Dalton ducked his head, frowning at the floor.  “It’s not good, Master,” he said softly.  “I think your back may be broken.”

Spike felt his heart harden.  Fucking Slayer.  She did this.  His black goddess could be excused for her neglect.  She could barely care for herself, much less another.  But the Slayer.  She had willfully attacked him while his arms were full and his back was turned.  She was a coward, and she would pay for this newest humiliation.

“Woman.  Why are you rantin’ at me like I’d give a rat’s arse?” 

“Dunno.  I’m stupid I guess.”

Maybe he should start with Snack Size.  Killing the Slayer’s baby sis would destroy her.  It was stupid of her to assume he wouldn’t hurt the little girl, just because he had been merciful in the past.  He didn’t deserve the look of intense betrayal she directed at him.  It was her own damn fault for thinking he should care about the little half-brained twit.  He was a killer.  A vampire.  The Big Bloody Bad.

He’d suck down that sweet as sugar baby bint then he’d go for the Slayer.  ‘Coz he was the Slayer of Slayers.  It’s what he did.  Nothing could keep him down.  Not a broken back.  Not a neglectful paramour.  And sure as hell not a brassed off slayer.  He’d be back.  And when he was, they’d better watch themselves.

“Put me on the bed,” he ordered fiercely, and Dalton was driven to obey. 

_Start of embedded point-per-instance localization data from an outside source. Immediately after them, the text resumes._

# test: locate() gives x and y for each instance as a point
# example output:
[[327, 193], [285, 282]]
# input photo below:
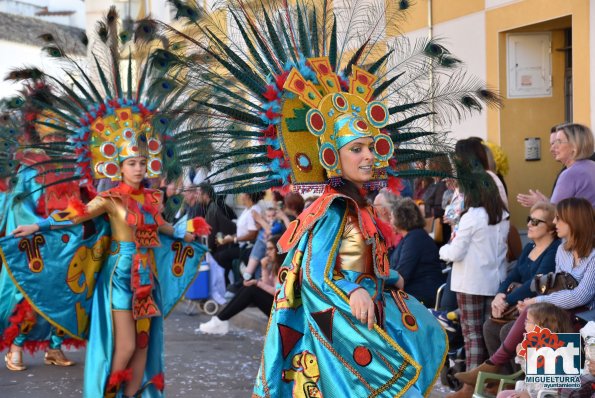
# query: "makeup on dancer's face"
[[134, 169], [357, 160]]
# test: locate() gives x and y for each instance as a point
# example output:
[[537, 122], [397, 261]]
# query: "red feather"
[[158, 381], [271, 94], [280, 80], [200, 226], [395, 185], [78, 206], [270, 132], [274, 153], [116, 378]]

His minion wedged his arms under his shoulders and knees, and try as he might, Spike couldn’t hold back the screams of agony that reverberated through the abandoned factory.  The last thing Spike was conscious of was being lifted in the air, and the searing burning that covered every inch of his flesh.  He felt himself being burned alive, and he had never been so thankful for the darkness to well up and swallow him whole.